JuiceFS is a high-performance shared file system designed for cloud-native use and released under the Apache License 2.0. It provides full POSIX compatibility, allowing almost all object stores to be used locally as massive local disks, and to be mounted and read on different hosts across platforms and regions at the same time.
JuiceFS implements the distributed design of file system by separating "data" and "metadata" storage architecture. When using JuiceFS to store data, the data itself is persisted in object storage (e.g., Amazon S3), and the corresponding metadata can be persisted on-demand in various databases such as Redis, MySQL, TiKV, SQLite, etc.
JuiceFS provides rich APIs for various forms of data management, analysis, archiving, and backup, and can seamlessly interface with big data, machine learning, artificial intelligence and other application platforms without modifying code, providing them with massive, elastic, and low-cost high-performance storage. It allows you to focus on business development and improve R&D efficiency without worrying about availability, disaster recovery, monitoring, and expansion. Make it easier for operations and maintenance teams to transform to DevOps teams.
- POSIX Compatible: used like a local file system, seamlessly interfacing with existing applications.
- HDFS Compatible: Full compatibility with the HDFS API, providing enhanced metadata performance.
- S3 Compatible: Provides S3 gateway implementing the S3-compatible access interface.
- Cloud-Native: Use JuiceFS in Kubernetes easily via CSI Driver.
- Distributed: the same file system can be mounted on thousands of servers at the same time, with high performance concurrent reads and writes and shared data.
- Strong Consistency: confirmed file changes are immediately visible on all servers, ensuring strong consistency.
- Better Performance: millisecond latency, nearly unlimited throughput (depending on object storage scale), see performance test results.
- Data Security: Supports encryption in transit and encryption at rest, View Details.
- File lock: support for BSD lock (flock) and POSIX lock (fcntl).
- Data Compression: Supports LZ4 and Zstandard compression algorithms to save storage space.

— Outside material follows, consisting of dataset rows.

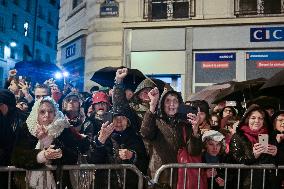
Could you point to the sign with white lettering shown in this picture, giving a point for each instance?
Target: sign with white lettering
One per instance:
(70, 50)
(110, 8)
(215, 67)
(263, 64)
(267, 34)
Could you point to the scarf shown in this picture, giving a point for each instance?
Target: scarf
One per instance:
(45, 179)
(211, 159)
(251, 135)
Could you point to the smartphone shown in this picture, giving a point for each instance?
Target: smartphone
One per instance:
(107, 117)
(231, 103)
(263, 139)
(183, 110)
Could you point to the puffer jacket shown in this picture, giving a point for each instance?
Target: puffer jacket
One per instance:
(165, 136)
(241, 152)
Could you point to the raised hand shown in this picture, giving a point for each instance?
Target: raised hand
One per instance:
(154, 99)
(195, 121)
(24, 87)
(121, 74)
(220, 181)
(12, 73)
(258, 149)
(105, 132)
(279, 137)
(51, 153)
(41, 132)
(209, 173)
(125, 154)
(271, 149)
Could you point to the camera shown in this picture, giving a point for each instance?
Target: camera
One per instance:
(183, 110)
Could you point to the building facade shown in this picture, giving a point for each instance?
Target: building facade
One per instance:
(188, 43)
(28, 31)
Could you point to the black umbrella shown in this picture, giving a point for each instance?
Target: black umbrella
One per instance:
(105, 77)
(274, 86)
(240, 91)
(36, 71)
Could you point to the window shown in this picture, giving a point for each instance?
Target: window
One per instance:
(40, 12)
(48, 36)
(255, 7)
(14, 21)
(28, 5)
(38, 33)
(2, 24)
(38, 54)
(3, 2)
(53, 2)
(16, 2)
(47, 58)
(169, 9)
(13, 53)
(26, 29)
(55, 43)
(1, 49)
(26, 52)
(49, 18)
(75, 3)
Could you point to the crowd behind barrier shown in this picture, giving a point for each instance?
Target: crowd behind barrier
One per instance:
(148, 138)
(83, 183)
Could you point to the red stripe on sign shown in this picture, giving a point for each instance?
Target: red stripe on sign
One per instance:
(270, 64)
(215, 65)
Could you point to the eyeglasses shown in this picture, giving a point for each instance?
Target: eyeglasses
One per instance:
(40, 96)
(72, 99)
(280, 120)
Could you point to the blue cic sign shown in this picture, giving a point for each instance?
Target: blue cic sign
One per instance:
(267, 34)
(110, 8)
(70, 51)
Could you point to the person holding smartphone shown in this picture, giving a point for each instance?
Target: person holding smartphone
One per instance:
(248, 146)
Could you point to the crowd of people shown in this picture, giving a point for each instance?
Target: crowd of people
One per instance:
(147, 128)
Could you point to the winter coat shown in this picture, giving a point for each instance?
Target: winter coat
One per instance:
(108, 154)
(25, 154)
(9, 126)
(165, 140)
(242, 153)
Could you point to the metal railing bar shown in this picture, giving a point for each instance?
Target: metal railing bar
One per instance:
(184, 178)
(263, 179)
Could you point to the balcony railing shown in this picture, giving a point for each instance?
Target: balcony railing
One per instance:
(259, 7)
(169, 9)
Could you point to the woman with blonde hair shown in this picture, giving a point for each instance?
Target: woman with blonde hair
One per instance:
(46, 139)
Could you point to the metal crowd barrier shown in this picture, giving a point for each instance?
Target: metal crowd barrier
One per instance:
(201, 166)
(83, 167)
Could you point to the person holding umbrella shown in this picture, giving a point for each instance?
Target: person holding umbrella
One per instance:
(247, 148)
(118, 142)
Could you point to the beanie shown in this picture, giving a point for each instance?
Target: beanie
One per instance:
(7, 97)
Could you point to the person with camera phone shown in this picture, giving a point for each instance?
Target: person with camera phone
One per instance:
(46, 139)
(118, 143)
(253, 144)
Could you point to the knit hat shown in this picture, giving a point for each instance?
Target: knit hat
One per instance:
(100, 97)
(7, 97)
(72, 94)
(212, 135)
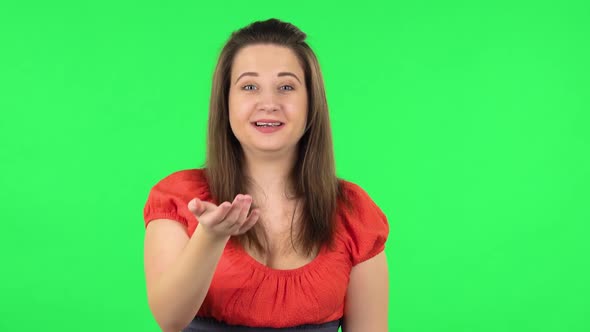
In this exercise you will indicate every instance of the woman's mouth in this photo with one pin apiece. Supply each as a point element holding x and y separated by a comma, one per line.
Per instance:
<point>267,127</point>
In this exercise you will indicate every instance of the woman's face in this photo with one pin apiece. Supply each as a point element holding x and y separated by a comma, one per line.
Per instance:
<point>267,88</point>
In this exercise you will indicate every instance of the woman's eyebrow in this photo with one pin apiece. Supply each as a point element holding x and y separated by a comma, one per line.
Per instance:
<point>284,73</point>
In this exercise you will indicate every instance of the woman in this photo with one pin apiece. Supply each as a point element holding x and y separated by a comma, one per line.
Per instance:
<point>265,237</point>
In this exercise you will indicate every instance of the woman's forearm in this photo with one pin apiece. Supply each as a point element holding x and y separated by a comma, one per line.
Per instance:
<point>179,291</point>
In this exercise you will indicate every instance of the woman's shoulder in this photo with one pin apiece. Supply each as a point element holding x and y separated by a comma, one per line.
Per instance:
<point>192,175</point>
<point>363,226</point>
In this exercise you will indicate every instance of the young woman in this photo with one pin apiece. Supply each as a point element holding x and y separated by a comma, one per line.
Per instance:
<point>266,237</point>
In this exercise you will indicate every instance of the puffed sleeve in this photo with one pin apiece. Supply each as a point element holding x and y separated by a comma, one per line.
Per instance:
<point>169,197</point>
<point>365,226</point>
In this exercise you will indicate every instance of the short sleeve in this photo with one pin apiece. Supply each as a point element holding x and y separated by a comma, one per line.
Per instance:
<point>365,227</point>
<point>169,198</point>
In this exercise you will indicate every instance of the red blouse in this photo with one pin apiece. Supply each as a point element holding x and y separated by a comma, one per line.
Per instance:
<point>245,292</point>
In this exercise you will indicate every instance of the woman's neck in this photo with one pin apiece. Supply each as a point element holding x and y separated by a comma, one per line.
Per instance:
<point>271,174</point>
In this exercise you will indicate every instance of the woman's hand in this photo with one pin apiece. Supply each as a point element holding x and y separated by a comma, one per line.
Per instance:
<point>227,219</point>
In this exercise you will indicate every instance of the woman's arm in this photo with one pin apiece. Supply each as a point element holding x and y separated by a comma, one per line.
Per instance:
<point>367,296</point>
<point>178,271</point>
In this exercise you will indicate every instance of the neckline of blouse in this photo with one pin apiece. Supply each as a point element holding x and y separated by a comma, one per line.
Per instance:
<point>251,261</point>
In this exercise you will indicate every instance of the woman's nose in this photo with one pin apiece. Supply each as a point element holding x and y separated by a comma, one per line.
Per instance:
<point>267,101</point>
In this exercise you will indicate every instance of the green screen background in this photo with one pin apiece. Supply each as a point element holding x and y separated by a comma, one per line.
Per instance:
<point>467,122</point>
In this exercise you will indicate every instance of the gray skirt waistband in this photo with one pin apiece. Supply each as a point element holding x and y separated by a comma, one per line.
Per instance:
<point>202,324</point>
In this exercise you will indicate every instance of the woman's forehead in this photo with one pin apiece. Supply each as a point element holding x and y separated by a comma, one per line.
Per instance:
<point>266,60</point>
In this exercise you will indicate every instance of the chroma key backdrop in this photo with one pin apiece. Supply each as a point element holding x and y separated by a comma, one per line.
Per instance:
<point>467,122</point>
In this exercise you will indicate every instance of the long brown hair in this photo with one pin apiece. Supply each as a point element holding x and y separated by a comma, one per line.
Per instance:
<point>313,176</point>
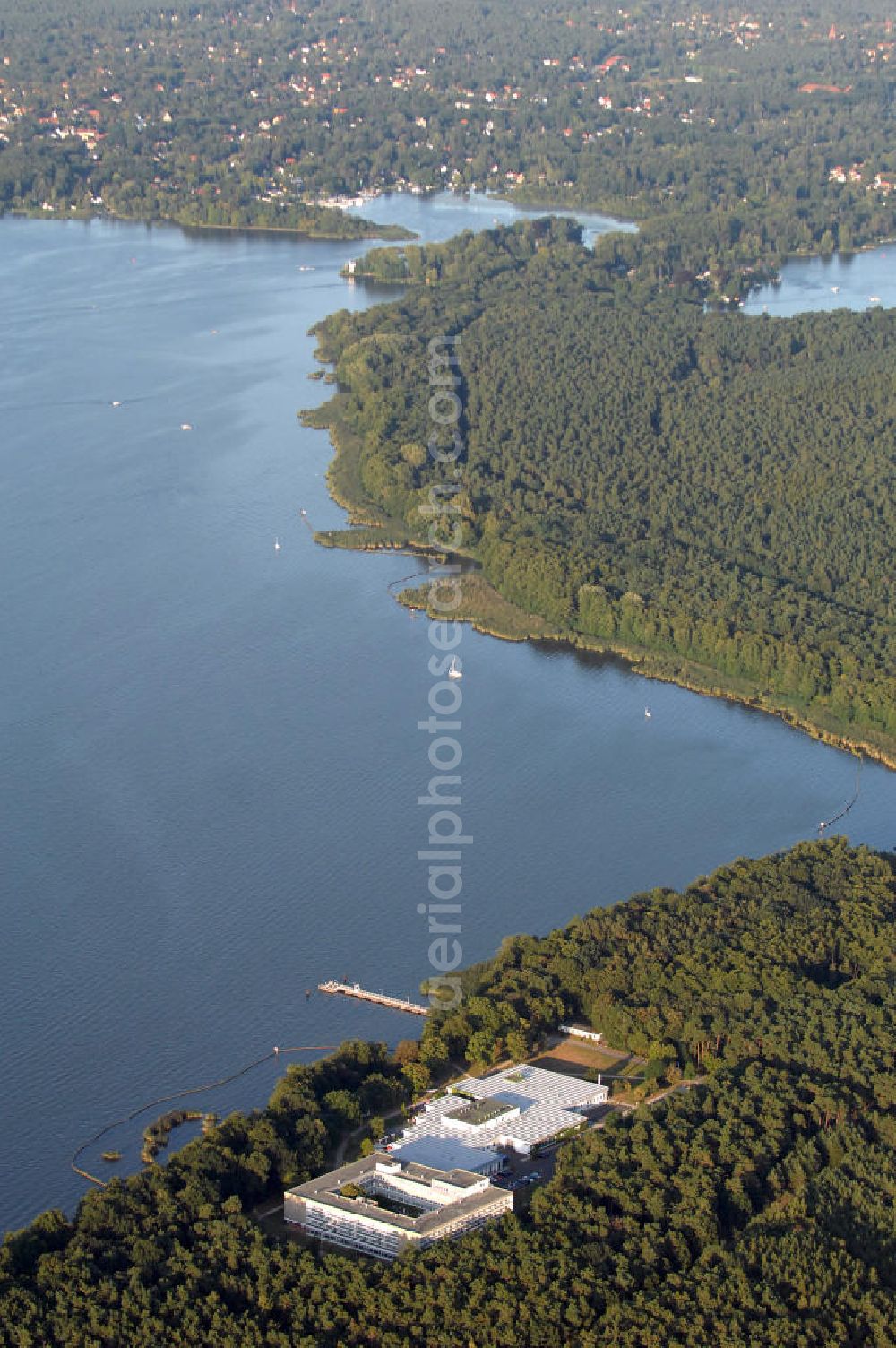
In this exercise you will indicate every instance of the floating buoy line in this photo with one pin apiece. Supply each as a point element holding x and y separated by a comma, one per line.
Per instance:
<point>826,824</point>
<point>178,1095</point>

The JuiceFS file system consists of three parts:
- JuiceFS Client: coordinating object storage and metadata engine, and implementation of file system interfaces such as POSIX, Hadoop, Kubernetes CSI Driver, S3 Gateway, etc..
- Data Storage: storage of the data itself, supporting media such as local disk, public or private cloud object storage, HDFS, etc.
- Metadata Engine: storage data corresponding metadata contains file name, file size, permission group, creation and modification time and directory structure, etc., supporting Redis, MySQL, TiKV and other engines.
As a file system, JuiceFS handles the data and its corresponding metadata separately, with the data being stored in the object store and the metadata being stored in the metadata engine.
In terms of data storage, JuiceFS supports almost all public cloud object stores, as well as OpenStack Swift, Ceph, MinIO and other open source object stores that support private deployments.
In terms of metadata storage, JuiceFS is designed with multiple engines, and currently supports Redis, TiKV, MySQL/MariaDB, PostgreSQL, SQLite, etc. as metadata service engines, and will implement more multiple data storage engines one after another. Welcome to Submit Issue to feedback your requirements.
In terms of File System Interface implementation:
- With FUSE, the JuiceFS file system can be mounted to the server in a POSIX-compatible manner to use massive cloud storage directly as local storage.
- With Hadoop Java SDK, JuiceFS file system can directly replace HDFS and provide low-cost mass storage for Hadoop.
- With the Kubernetes CSI Driver, the JuiceFS file system can directly provide mass storage for Kubernetes.
- With S3 Gateway, applications using S3 as the storage layer can directly access the JuiceFS file system and use tools such as AWS CLI, s3cmd, and MinIO client.
JuiceFS is designed for massive data storage and can be used as an alternative to many distributed file systems and network file systems, especially for the following scenarios.
- Big Data Analytics: HDFS-compatible without any special API intrusion into the business; seamless integration with mainstream computing engines (Spark, Presto, Hive, etc.); infinitely scalable storage space; almost 0 operation and maintenance cost; perfect caching mechanism, several times higher than object storage performance.
- Machine Learning: POSIX compatible, can support all machine learning, deep learning frameworks; sharing capabilities to improve the efficiency of team management, use of data.
- Persistent volumes in container clusters: Kubernetes CSI support; persistent storage and independent from container lifetime; strong consistency to ensure correct data; take over data storage requirements to ensure statelessness of the service.
- Shared Workspace: can be mounted on any host; no client concurrent read/write restrictions; POSIX compatible with existing data flow and scripting operations.
- Data Backup: Back up all kinds of data in unlimited smoothly scalable storage space; combined with the shared mount feature, you can aggregate multi-host data to one place and do unified backup.
JuiceFS is open source software, and you can find the full source code at GitHub. When using JuiceFS to store data, the data is split into chunks according to certain rules and stored in your own defined object storage or other storage media, and the metadata corresponding to the data is stored in your own defined database.